The FAA allowed that most approach separation errors–2.9 or 2.8 miles instead of three miles– were small enough to be undetected by a controller and agreed that a better definition of approach separation errors was needed for controllers. The lateral separation errors examined were also non-threatening and consistent with similar errors at other Tracons.
However, investigators considered wake turbulence errors more hazardous, and of the 61 cases examined, more than 11 percent were attributed to just one controller, who was removed from his position.
Were those operational errors the result of understaffing? In his statement to the media, Carr asserted, “The FAA has created this chaos by its own hand. It has understaffed the facility.” The FAA report rejects this claim, noting that the investigating team concluded that with 225 controllers, “the facility is more than adequately staffed to maintain safe operations.”
The report added that the FAA’s Air Traffic Organization called for 170 controllers at New York, under proper scheduling. The investigative team also dismissed the notion of controller fatigue, noting the operational errors occurred during periods of moderate traffic and, on average, just 29 minutes into the controllers’ watch. The errors were also found to have occurred when almost half of the on-duty controllers were on their breaks.
Restructuring Union-Management Relations
The investigators found evidence that “managers or supervisors who questioned abuses–for example, time-on-position fraud– were subjected to intimidation and threats from the local union.” After the investigation, the FAA terminated a NATCA representative for falsifying official records, providing misleading statements to investigators, refusing to carry out orders and engaging in “inappropriate behavior.”
The report also noted that while the investigators interviewed dozens of facility employees, supervisors and managers, they were allowed to interview only 10 union-selected controllers.

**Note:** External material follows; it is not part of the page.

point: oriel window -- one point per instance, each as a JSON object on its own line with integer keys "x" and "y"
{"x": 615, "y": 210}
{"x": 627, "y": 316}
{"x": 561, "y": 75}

The team also concluded that “management and the local union must share responsibility for the culture that developed over the last 15 years. Management abdicated its responsibility and allowed the union control of scheduling and overtime.”
The investigating team made a number of final recommendations, including immediate cancellation of the agreements that led to the union’s control of the work schedule and a move to the seven-team formula used elsewhere.
In addition, it recommended that “in response to the extraordinary number of OWCP [Workman’s Compensation] claims, findings of schedule manipulation and evidence of intimidation and harassment by facility employees and NATCA representatives…all relevant information be turned over to the Department of Transportation Inspector General for further review.”
In his statement after the release of the FAA report, NATCA president Carr commented, “I haven’t really had an opportunity to parse through it chapter and verse. But what I have seen,” he remarked, “deeply troubles me.”